The FATF's most recent statement in October 2011 reiterated, with a renewed urgency, its concern regarding Iran's failure to address the risk of terrorist financing and the serious threat this poses to the integrity to the international financial system.
The FATF reaffirmed its February 2009 call to apply effective countermeasures to protect their financial sectors from ML/FT risks emanating from Iran, and further called upon its members to consider the steps already taken and possible additional safeguards or strengthen existing ones.
In addition, the FATF stated that, if Iran fails to take concrete steps to improve its AML/CFT regime, the FATF will consider calling on its members and urging all jurisdictions to strengthen countermeasures in February 2012.
The numerous calls by FATF for Iran to urgently address its terrorist financing vulnerability, coupled with the extensive record of Iranian entities using the financial system to finance terrorism, proliferation activities, and other illicit activity,
raises significant concern over the willingness or ability of Iran to establish adequate controls to counter terrorist financing.
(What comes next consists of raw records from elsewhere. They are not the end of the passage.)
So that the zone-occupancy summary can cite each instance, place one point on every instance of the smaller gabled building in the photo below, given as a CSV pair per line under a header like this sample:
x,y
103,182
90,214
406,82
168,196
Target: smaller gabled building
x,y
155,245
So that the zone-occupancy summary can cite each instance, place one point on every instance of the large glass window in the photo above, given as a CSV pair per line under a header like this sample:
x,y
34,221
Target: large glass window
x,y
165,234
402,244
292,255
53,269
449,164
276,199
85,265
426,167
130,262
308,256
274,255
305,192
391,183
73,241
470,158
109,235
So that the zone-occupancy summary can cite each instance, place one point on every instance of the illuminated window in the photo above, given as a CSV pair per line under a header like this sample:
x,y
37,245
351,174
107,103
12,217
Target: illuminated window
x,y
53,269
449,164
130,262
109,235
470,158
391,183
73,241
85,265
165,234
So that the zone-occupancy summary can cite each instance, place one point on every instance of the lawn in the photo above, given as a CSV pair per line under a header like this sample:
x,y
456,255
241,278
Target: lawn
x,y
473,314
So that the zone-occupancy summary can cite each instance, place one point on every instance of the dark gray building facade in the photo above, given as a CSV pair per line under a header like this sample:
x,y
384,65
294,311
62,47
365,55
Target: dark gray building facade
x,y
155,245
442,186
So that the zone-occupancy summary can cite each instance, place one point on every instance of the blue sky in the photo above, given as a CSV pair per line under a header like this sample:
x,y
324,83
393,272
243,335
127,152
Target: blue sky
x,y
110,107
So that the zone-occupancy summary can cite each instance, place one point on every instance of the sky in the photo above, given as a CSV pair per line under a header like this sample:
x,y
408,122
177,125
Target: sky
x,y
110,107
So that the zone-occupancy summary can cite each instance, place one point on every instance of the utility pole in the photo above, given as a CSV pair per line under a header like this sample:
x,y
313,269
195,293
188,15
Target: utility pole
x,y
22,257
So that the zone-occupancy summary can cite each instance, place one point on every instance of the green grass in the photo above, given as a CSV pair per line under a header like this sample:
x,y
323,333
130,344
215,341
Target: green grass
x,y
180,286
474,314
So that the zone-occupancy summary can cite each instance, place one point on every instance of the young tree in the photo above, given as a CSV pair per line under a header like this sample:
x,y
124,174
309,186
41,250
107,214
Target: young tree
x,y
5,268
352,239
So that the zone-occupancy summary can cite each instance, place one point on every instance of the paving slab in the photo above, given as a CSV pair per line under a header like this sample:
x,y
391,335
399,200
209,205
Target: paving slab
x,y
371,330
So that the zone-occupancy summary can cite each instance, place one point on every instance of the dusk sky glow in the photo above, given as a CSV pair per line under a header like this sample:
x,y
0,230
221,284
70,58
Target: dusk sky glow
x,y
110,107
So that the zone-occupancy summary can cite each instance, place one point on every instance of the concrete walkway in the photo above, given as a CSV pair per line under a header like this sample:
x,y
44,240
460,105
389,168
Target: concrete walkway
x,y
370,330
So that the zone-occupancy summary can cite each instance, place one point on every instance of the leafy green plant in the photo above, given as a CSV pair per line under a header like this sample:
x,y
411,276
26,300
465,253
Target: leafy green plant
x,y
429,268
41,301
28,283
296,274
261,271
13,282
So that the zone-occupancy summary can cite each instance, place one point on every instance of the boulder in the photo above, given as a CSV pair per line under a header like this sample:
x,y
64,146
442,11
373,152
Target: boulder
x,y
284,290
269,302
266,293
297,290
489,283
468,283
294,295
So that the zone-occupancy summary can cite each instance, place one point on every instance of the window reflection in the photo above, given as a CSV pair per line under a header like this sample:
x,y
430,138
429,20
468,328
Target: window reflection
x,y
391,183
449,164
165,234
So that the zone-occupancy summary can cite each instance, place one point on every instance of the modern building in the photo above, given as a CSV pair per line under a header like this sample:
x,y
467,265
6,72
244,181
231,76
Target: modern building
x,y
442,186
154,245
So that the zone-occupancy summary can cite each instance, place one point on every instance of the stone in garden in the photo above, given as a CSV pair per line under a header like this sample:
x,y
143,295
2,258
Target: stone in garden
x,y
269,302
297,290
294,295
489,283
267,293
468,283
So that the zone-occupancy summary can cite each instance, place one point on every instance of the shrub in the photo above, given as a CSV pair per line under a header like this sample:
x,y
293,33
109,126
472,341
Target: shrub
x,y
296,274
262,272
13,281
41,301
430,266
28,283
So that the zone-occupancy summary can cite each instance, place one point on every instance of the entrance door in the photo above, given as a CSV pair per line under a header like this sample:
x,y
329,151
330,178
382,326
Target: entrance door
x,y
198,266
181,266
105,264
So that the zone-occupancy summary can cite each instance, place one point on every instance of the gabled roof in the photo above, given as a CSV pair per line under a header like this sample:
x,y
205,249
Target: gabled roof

C. Whether the United States Has a Mutual Legal Assistance Treaty With That Jurisdiction, and the Experience of U.S. Law Enforcement Officials and Regulatory Officials in Obtaining Information About Transactions Originating in or Routed Through or to Such Jurisdiction
Iran has not entered into any mutual legal assistance treaties. Additionally, U.S. law enforcement and regulatory officials have found Iran to be uncooperative regarding access to information about financial transactions. Accordingly, Iran remains a safe haven for those who would commit financial crimes against the United States.
Based on the foregoing factors, the Director of FinCEN hereby finds that the Islamic Republic of Iran is a jurisdiction of primary money laundering concern.
End Supplemental Information
Dated: November 18, 2011
James H. Freis, Jr.,
Director, Financial Crimes Enforcement Network.